Here I do a simple test base on the "Public Transportation" function if driving is not accessible during peak hours or festive seasons. I input a search location for the phone to plan and plot a shortest way to reach my destination and above collage photo shows the steps and two different display modes (map or details) for the route. The details even document the departure and arrival time to the destination, walking distance, directions (if requires), number of transfer and etc that is very useful for a 1st visit to the input destination.

These phones are preloaded with maps and data for the region or country where it is sold. It also features Points of Interest that cover Petrol Stations, ATMs, Restaurants, Airports, Travel Guide and etc. In Singapore where there are all kinds of delicious cuisines spreading around island wide, it would be great for user(s) to tag on with the “Food/Restaurant” search function that is available in the both phones. With this easy guidelines food lovers could pick their choose of dining base on either the “Nearest Location”, “Top Rate Restaurants”, “Yummer’s Review” and etc to locate the best recommending food based on reviews and voting popularity.

Other than being a navigation phone, both the A10 and A50 also preloaded with some latest Mobile Phone Apps and other useful functions such as “Twitter”, “Facebook”, “Google Browser”, “Weather Forecast”, “Movies” and etc that always keep user(s) on the move.

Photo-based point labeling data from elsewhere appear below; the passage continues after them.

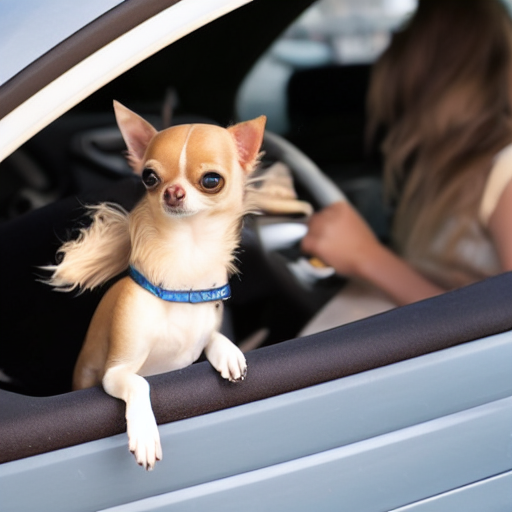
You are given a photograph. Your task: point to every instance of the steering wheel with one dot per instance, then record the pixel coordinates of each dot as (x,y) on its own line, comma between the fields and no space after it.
(280,233)
(272,242)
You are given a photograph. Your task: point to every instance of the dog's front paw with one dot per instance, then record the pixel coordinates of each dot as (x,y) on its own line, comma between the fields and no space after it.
(226,358)
(144,440)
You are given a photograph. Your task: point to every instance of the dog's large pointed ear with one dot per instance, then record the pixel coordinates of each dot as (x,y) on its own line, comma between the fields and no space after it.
(136,132)
(248,137)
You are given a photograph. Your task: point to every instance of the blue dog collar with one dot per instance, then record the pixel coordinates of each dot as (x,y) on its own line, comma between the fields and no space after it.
(193,297)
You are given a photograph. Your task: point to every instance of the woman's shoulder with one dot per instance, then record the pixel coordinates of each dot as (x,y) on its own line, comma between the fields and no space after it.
(499,178)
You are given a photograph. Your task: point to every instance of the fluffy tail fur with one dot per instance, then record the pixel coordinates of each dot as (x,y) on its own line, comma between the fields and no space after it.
(100,252)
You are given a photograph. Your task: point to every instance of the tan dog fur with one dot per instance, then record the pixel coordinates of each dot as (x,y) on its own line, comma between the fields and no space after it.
(180,236)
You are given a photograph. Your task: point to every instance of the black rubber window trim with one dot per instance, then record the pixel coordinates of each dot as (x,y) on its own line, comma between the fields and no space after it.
(457,317)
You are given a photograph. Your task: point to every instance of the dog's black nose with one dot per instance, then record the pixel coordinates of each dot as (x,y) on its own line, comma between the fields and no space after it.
(174,195)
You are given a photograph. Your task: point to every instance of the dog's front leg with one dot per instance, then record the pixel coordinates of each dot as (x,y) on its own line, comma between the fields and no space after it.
(143,436)
(226,358)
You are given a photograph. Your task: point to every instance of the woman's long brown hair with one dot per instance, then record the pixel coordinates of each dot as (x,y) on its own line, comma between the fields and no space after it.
(441,91)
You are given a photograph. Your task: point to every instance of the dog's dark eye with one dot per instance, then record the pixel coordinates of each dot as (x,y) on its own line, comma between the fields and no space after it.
(212,182)
(150,178)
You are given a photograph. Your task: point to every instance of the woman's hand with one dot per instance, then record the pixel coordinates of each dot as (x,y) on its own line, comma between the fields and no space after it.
(341,238)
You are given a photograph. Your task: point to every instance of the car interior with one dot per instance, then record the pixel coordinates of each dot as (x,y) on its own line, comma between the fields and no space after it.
(78,160)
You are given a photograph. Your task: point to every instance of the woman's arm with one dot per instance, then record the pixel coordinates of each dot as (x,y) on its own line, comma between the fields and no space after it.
(341,238)
(500,226)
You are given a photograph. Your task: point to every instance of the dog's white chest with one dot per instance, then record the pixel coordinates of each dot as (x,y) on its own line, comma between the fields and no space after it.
(177,334)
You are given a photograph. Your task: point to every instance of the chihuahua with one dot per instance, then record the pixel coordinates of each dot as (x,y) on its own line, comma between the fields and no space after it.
(178,244)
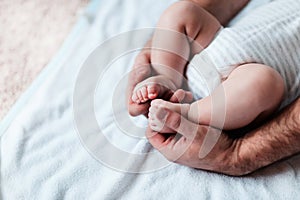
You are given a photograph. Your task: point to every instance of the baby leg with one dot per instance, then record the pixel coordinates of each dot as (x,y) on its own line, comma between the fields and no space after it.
(183,29)
(251,92)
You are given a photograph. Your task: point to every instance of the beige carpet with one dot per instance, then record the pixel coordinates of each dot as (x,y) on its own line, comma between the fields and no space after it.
(31,32)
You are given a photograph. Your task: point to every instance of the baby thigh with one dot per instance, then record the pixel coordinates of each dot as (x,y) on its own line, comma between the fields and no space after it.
(250,93)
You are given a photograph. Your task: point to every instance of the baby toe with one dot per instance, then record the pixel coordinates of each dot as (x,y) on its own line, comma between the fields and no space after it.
(144,94)
(153,91)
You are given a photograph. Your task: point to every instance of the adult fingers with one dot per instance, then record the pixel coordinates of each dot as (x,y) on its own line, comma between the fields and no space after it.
(181,96)
(178,123)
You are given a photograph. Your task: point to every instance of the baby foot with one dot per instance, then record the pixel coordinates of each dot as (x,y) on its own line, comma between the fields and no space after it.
(157,114)
(152,88)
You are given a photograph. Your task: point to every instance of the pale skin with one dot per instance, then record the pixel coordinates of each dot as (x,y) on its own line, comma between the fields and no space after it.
(247,97)
(276,139)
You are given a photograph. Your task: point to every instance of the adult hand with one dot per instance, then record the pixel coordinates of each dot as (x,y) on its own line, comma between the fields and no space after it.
(142,70)
(277,139)
(188,149)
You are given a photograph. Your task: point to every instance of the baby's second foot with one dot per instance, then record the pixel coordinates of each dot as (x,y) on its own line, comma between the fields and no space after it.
(157,110)
(152,88)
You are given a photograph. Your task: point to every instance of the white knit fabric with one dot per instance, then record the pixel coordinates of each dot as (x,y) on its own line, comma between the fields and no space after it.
(269,35)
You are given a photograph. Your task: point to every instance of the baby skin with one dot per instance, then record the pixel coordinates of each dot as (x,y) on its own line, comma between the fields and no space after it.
(249,94)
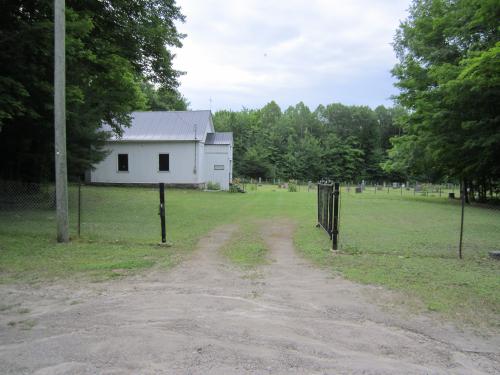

From the specification of the two phones above, Garmin-Asus A10 comes with a 5 Mega-pixel Auto focus camera compared to Garmin-Asus A50 which is only 3 Mega-pixel. Overall both the phones have almost similar camera function which is pretty easy to use and it also allows users to upload photos to social network applications like facebook and twitter or sending it through email and MMS. After testing the two phones, I personally feel that A50 was rather slow in speed while capturing and saving photos as well as in videos mode compared to A10 which is more speedy.

This two photos are taken using Garmin-Asus A10 (1st photo) and A50 (2nd photo). Some of you might wonder why with A10 5 Mega-pixel Auto focus camera the end-result still seems to be on the downside compared to the 2nd photo taking by A50. Perhaps that might just be some minor problem due to the weather and lighting which caused some setback.

With the built-in "Flight Status" option that is available in both phones, user(s) can even get details on the flight arrival or departure timings from the worldwide airport based on trip destination. This extra function would come in handy for those who travel frequently in order to receive latest flight scheduled updates in a more convenient way.

Finally for the conclusion, with the powerful seamless GPS navigation that are integrated in both Android 2.1 Garmin-Asus A10 and A50, user(s) can easily share current location via SMS, e-mail and other communication methods in a faster way. And after all the testing and comparison between the two phones, I personally feel that they do share a lot of similar functions and apps so with a minor differences of S$30.00 in retail price for A50 with a slight 0.3” wider torch screen, I guess most of user(s) or perhaps me would rather go for the speedy 512MB SDRAM with 5 Mega-pixel auto focus camera Germin-Asus A10 smartphone unless I am tempted with the phone design (slimer and lighter) or larger viewscreen of A50.